The Tenth Degree: Dale Talde

In Brooklyn, A Chef Fears Sharks

By Sophie Brickman


Published on March 11, 2015

Dale Talde
Dale Talde

Dale Talde, a Chicago-born son of Filipino immigrants, may be best know for his appearances on Bravo’s Top Chef, though he started his culinary career years earlier, helping out in his mother’s kitchen. He went on to train professionally at the Culinary Institute of America and cooked at establishments around the country, including Jean-Georges Vongerichten’s Vong, in Chicago, and Masaharu Morimoto’s Morimoto restaurant in New York City.
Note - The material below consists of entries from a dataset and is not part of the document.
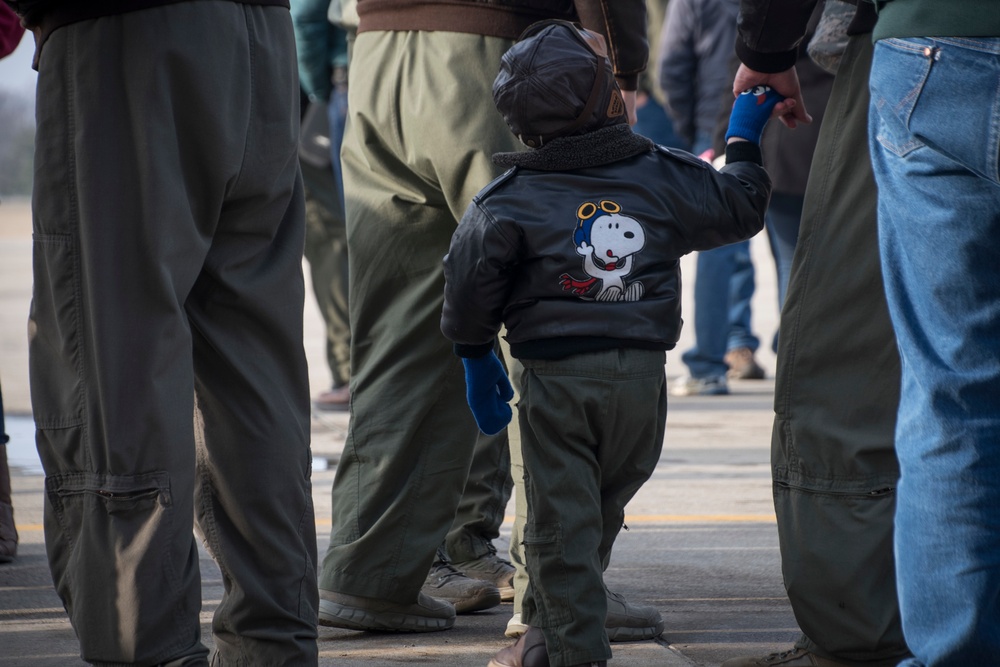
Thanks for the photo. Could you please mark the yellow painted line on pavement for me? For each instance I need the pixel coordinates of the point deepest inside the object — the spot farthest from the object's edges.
(636, 519)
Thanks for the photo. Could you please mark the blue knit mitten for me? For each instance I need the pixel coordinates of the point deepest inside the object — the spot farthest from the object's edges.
(487, 391)
(751, 111)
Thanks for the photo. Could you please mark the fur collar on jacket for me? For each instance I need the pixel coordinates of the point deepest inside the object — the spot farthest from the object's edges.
(604, 146)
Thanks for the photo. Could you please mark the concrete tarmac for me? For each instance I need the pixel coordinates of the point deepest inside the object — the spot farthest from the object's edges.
(701, 544)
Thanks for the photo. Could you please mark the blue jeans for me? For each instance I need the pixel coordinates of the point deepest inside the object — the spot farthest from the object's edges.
(783, 217)
(337, 114)
(935, 139)
(723, 286)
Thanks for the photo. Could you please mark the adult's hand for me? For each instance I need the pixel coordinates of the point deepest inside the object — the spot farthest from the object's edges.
(792, 110)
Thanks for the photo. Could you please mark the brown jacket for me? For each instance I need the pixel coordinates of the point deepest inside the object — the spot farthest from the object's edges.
(622, 22)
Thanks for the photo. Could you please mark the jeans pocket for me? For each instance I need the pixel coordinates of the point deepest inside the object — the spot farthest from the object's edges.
(943, 93)
(896, 81)
(54, 334)
(548, 604)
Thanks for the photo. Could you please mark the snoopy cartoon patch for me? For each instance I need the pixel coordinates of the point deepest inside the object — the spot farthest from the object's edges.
(608, 242)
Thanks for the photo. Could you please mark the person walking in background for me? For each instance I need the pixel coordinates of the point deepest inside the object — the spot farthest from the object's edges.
(506, 265)
(322, 58)
(833, 463)
(11, 32)
(416, 151)
(788, 155)
(934, 133)
(168, 378)
(695, 50)
(652, 120)
(8, 530)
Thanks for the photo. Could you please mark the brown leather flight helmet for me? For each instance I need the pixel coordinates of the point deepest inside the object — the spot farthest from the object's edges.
(557, 81)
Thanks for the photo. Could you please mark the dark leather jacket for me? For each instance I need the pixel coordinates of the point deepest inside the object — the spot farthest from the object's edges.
(577, 247)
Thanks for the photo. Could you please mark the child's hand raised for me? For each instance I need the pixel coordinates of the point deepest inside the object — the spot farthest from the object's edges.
(751, 111)
(487, 390)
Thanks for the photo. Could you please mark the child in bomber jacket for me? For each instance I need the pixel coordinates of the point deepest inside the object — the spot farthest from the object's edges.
(576, 249)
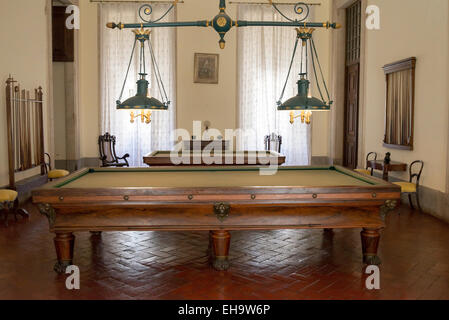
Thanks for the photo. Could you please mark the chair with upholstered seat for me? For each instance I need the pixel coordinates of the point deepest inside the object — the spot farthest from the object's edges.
(273, 142)
(411, 187)
(108, 157)
(54, 173)
(368, 171)
(9, 203)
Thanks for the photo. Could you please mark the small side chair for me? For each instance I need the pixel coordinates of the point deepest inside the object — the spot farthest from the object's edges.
(273, 142)
(108, 157)
(368, 171)
(54, 173)
(9, 204)
(411, 187)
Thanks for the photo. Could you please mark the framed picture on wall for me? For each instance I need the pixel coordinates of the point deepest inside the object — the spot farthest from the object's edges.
(206, 68)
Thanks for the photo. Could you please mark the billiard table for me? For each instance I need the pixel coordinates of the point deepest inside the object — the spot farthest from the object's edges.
(216, 199)
(222, 158)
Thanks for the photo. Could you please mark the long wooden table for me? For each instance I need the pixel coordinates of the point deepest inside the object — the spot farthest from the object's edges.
(217, 199)
(224, 158)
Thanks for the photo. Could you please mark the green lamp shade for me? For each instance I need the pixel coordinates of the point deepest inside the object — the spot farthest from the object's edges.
(140, 100)
(302, 101)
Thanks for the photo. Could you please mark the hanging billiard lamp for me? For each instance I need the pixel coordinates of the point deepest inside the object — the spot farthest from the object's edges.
(303, 101)
(142, 100)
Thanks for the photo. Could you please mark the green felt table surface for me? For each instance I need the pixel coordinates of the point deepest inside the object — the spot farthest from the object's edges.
(218, 177)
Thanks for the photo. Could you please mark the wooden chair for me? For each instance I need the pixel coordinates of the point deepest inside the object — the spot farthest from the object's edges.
(413, 187)
(54, 173)
(9, 204)
(368, 171)
(108, 157)
(273, 142)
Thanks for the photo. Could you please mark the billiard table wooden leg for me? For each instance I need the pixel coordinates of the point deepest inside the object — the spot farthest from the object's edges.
(210, 250)
(370, 243)
(64, 243)
(221, 240)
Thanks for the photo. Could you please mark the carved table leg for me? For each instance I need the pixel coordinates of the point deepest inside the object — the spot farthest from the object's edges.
(370, 242)
(19, 211)
(210, 250)
(64, 243)
(221, 240)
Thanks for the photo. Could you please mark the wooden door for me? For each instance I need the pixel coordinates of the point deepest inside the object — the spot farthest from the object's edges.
(352, 79)
(351, 116)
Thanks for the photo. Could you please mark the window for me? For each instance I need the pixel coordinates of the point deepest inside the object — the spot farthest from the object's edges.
(264, 56)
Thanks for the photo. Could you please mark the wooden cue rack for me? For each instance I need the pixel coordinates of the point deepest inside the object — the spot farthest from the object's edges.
(24, 122)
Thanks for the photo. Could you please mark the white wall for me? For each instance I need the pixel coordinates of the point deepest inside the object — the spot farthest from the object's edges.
(59, 108)
(24, 55)
(410, 29)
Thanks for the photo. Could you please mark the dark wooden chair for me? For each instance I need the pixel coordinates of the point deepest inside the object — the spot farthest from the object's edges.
(54, 173)
(108, 157)
(273, 142)
(368, 171)
(411, 187)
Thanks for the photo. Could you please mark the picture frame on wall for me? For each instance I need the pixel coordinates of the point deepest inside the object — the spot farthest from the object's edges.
(206, 67)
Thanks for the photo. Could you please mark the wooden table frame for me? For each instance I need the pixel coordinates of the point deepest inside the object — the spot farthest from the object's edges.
(217, 210)
(385, 168)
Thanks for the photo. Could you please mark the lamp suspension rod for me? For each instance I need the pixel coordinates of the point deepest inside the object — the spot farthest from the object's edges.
(134, 1)
(277, 3)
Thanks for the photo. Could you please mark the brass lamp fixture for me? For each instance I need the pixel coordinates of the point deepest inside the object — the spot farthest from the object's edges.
(142, 100)
(303, 101)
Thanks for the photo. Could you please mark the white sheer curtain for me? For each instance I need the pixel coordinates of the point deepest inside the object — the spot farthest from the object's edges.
(137, 138)
(264, 55)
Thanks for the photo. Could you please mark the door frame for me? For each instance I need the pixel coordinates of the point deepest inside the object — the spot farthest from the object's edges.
(74, 138)
(337, 83)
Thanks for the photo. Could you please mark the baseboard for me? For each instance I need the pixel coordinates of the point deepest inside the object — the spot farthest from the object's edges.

In 2012, he brought his own Asian-inflected cooking to Brooklyn's Park Slope restaurant with an eponymous restaurant, Talde, and is currently in the process of spreading his mini empire to Jersey City, where he recently opened up another Talde—along with Italian marketplace Carrino Provisions—and further afield to Miami, where yet another Talde outpost will open up this summer. Before his empire grew even bigger, we decided to give him our Saveurified Proust questionnaire.

What is your favorite sandwich?
A Reuben.

Your house is on fire and you can only save one thing. What is it and why?
My fiancée, Agnes. Because I love her.

What book(s) is on your bedside table right now?
The rough draft of my cookbook which I'm in the middle of editing.

You're having a dinner party and can invite three people, dead or alive, and serve them one thing. Who are they, what do you serve, and why?
Jesus, Michael Jordan, and Guru from Gang Starr. I'd serve them Chicken Adobo because I'd want them to eat food from my culture.

What is your greatest fear?
Failure and sharks.

What is the most overrated ingredient? Underrated?
Most overrated: foie gras and truffles. Most underrated: shrimp paste.

You can have any superpower. What is it and why?
The ability to teleport because I am constantly late to everything.

What's the first thing you learned to cook?
Rice.

What is the best advice you've ever gotten, and from whom?
When I was younger, my dad and I were playing basketball. He's not very good and I'm not much better, but he noticed that every time I was shooting, my shot would change, so he said to me, "You need to stick to one thing and do that one thing well." And I really hope I've lived up to that.

How do you want to die? Surrounded by loved ones. Or old, telling a really funny joke, and then immediately dying from a heart attack.